Friday, July 20, 2012

Turbulence, by Samit Basu, a heady opus

Un-freakin'-putdownable! That's the first thing I must say about Turbulence, the latest novel by the young (well, almost a decade younger than I am!) author Samit Basu. [-Ahem!-] In the spirit of gratuitous shoulder-rubbing, he is an alumni of my alma mater! [-Ahem!-] It is difficult to review this book without enthusiastically letting out spoilers (I am trying hard not to gush... Stay with me, people!), but I'll try.

Basu writes with élan, making an unlikely story believable; in the universe of popular perception that is largely-dominated by American (and occasionally European) superheroes, he has made his superhero/metahuman characters, endowed with extraordinary superhuman powers, unapologetically Indian (to the extent of putting in - without explanation - regional Indian words, such as Bhajan, which may be unfamiliar to a non-Indian audience), and - what's more - he has made it stick, too. I particularly liked the idea of these characters eventually transitioning themselves, from Indian citizens to citizens of the world, champions of humanity as a whole. Suffused with wit and charm, as well as occasional clever mentions of pop-culture references on the sly, the story takes the reader through an incredible and breathless, edge-of-the-seat, roller-coaster ride of a journey.

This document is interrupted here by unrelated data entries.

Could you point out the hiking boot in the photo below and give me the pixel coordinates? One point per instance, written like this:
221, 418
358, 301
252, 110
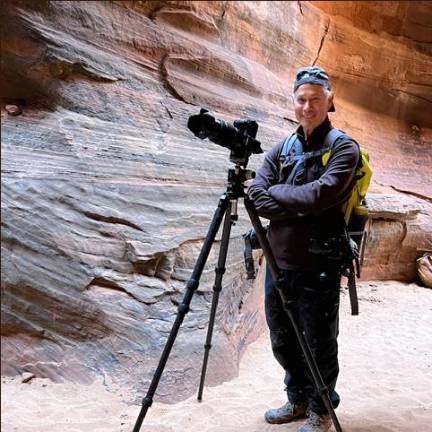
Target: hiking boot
285, 413
316, 423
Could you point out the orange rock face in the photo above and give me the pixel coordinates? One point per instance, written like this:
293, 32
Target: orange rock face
107, 196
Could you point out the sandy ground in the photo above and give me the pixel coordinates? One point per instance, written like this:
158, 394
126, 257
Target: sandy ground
385, 382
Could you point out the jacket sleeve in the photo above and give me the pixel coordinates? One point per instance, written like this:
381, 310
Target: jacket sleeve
331, 189
267, 176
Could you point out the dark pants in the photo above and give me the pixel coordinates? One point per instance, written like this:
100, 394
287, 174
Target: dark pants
316, 311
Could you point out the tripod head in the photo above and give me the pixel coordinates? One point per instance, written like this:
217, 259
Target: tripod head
238, 137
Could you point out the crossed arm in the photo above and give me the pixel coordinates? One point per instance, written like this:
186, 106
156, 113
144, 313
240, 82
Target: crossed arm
280, 201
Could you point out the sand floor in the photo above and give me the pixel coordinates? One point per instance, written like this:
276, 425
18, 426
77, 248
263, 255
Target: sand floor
385, 382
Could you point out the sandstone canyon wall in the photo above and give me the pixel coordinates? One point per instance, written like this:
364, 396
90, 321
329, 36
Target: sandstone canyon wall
107, 196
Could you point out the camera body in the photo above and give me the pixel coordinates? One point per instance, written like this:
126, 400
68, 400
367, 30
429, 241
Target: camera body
238, 137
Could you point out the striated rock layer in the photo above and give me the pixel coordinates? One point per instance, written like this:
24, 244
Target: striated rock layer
107, 196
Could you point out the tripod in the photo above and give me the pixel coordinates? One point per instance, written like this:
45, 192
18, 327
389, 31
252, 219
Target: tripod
227, 207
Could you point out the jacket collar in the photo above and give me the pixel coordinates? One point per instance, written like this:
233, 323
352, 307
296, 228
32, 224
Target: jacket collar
316, 140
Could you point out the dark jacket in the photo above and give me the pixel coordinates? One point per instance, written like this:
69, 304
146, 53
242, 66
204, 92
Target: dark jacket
296, 213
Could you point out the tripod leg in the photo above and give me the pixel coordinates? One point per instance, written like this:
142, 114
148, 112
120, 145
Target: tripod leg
183, 308
287, 304
220, 270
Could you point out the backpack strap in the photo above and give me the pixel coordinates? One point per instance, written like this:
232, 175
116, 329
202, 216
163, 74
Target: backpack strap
287, 146
285, 151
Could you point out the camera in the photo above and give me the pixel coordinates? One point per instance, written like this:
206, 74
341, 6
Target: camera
238, 137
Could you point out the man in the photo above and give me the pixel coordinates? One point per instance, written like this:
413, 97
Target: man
303, 202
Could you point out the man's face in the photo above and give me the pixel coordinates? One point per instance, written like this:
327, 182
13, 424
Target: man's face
311, 104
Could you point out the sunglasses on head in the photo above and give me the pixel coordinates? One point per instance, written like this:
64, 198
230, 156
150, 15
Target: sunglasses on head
306, 73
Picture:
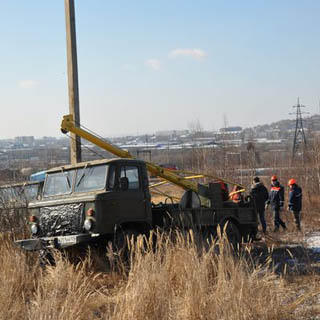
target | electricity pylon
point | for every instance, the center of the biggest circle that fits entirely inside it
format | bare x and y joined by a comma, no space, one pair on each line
299,135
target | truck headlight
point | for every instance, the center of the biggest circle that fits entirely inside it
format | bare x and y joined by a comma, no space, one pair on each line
88,224
34,228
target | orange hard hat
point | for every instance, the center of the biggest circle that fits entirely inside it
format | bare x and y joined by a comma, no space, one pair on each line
291,182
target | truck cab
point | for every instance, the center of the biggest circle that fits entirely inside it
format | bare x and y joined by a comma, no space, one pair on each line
89,201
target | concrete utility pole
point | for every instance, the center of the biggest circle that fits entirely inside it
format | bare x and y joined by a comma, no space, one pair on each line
75,142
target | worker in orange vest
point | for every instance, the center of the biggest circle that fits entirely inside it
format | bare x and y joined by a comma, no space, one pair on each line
235,196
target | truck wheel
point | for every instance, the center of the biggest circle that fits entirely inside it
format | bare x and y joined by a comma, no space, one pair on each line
232,233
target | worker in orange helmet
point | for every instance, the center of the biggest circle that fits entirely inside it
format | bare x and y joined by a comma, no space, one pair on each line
275,199
295,201
236,196
274,181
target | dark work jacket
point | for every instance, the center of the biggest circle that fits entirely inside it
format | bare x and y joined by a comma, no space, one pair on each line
281,194
275,198
260,194
295,198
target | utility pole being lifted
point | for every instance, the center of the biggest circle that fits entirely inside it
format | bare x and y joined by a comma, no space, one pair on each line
299,135
75,142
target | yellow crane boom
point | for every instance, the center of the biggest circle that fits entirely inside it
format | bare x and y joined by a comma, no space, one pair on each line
68,125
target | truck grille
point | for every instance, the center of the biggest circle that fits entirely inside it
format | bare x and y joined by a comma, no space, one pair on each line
61,220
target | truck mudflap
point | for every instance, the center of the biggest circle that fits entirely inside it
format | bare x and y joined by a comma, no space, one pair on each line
59,242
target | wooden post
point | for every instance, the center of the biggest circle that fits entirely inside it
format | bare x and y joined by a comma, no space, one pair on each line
75,142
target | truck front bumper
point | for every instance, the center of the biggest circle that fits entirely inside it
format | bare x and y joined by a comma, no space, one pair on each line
59,242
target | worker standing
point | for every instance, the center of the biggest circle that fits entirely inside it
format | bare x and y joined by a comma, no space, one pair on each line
295,201
236,195
274,179
260,194
275,199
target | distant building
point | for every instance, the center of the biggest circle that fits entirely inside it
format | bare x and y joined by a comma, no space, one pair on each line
231,129
24,140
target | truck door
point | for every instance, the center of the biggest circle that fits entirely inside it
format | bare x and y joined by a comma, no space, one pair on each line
133,198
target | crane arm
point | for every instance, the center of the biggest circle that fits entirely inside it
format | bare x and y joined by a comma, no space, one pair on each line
68,125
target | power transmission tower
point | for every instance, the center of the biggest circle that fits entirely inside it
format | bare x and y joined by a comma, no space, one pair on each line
299,135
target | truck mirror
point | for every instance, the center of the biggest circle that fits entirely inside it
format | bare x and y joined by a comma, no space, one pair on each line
124,183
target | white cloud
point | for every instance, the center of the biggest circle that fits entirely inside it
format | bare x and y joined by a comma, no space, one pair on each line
28,84
153,64
128,67
193,53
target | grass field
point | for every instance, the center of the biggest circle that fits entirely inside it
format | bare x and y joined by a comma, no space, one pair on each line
178,280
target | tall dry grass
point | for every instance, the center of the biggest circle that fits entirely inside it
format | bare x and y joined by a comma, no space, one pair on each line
175,280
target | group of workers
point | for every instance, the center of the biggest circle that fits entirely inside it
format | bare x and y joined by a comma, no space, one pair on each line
274,198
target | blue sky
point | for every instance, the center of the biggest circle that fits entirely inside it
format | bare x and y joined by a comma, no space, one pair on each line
146,66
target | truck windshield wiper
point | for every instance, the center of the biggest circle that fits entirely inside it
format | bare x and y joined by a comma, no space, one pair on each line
67,177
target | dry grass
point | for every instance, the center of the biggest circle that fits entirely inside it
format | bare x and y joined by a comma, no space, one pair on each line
177,280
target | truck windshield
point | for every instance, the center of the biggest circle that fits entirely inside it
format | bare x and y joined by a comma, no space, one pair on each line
58,183
91,178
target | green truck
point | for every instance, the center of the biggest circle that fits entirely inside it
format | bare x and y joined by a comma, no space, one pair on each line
107,200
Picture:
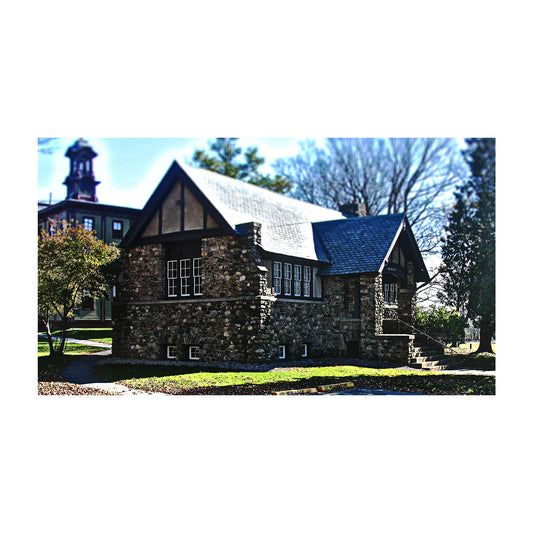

Basu's strength, unarguably, lies in the narrative - a fact which jives well with his authorship of comic-book (a.k.a. graphic novel in the US) stories. In fact, he is one of the first popular Indian authors to have crossed over to the graphic novel genre and done interesting work there. In Turbulence, the whole narrative is so well illustrated with words, that the reader simply has to close one's eyes in between, and the story elements - the locations, the characters, the events - vividly appear and unfold in glorious three-dimensional detail onto two dimensions, much like a graphic novel/comic book, providing a tongue-to-the-wind vicarious thrill. Therefore, while I don't know if in the eyes of an intellectual (which I'm, emphatically, not) this would qualify as 'literature', but it's one hell of an enjoyable and exciting story. In fact, c'est brilliant!
Turbulence, by Samit Basu

Turbulence was originally published in 2010 (Have I been living under a rock? Why did I not read this earlier?!) in India by Hatchette India (a division of Hatchette UK). Earlier this month (July 6, 2012), Titan Publications released the book in paperback and kindle formats in the UK market, with the US release slated for sometime in 2013. Why this "wicked-stepmother"-like treatment towards the US, I don't know; apparently neither does the author. However, having breathlessly devoured, and being enthralled by, Basu's previous fantasy-genre opus, collectively known as the Gameworld Trilogy, I couldn't wait. Oh no. I hunted down a US seller specializing in exotic books (via Amazon US) and placed an order for the Hatchette India published edition. It took its time, finally arriving yesterday; I extracted it from our mailbox upon returning from work late in the evening, and thereafter, I was dead to the world. Dinner ate itself; my ever-favorite Rachel Maddow, Jon Stewart and Colbert on the telly came and went their sad way without finding me. Sheer exhaustion from the day dragged me to sleep at page 253; at work in the morning, I found a nice, quiet corner away from the lab, and unrepentantly immersed myself in the quest of finding out what happened to the protagonists, finally taking a breath at page 337. I heartily recommend the exhilarating experience.

If you haven't read the book, do NOT read ahead!

Immersed deep into the glorious Marvel Universe (Go ahead, call me a geek!), I have some appreciation of comic book story lines. And therefore, I agree when author Ben Aaronovitch (of Doctor Who fame) indicates, in the blurb on the front cover, that the reader "... will demand a sequel!"

You peeked, didn't you? This is your last chance to turn back without reading the spoilers.

I made some curious and interesting observations related to the "sequelability" of Turbulence.
Hide SPOILERS, but oh! What's the use.
So, yes. Absolutely ripe for sequels. So when's the next, Samit?


  1. I am not reading this book but I am, definitely, reading anything, everything that you are going to write for us. I always think who you remind be of, now I finally get it: Vladimir Nabokov. I read his Pale Fire and Lolita and, I can say that if you continue writing, you are not far from being the Indian Nabokov we'll all be proud of!

  2. That is high praise indeed. I am not sure I can ever do justice to it... But thank you.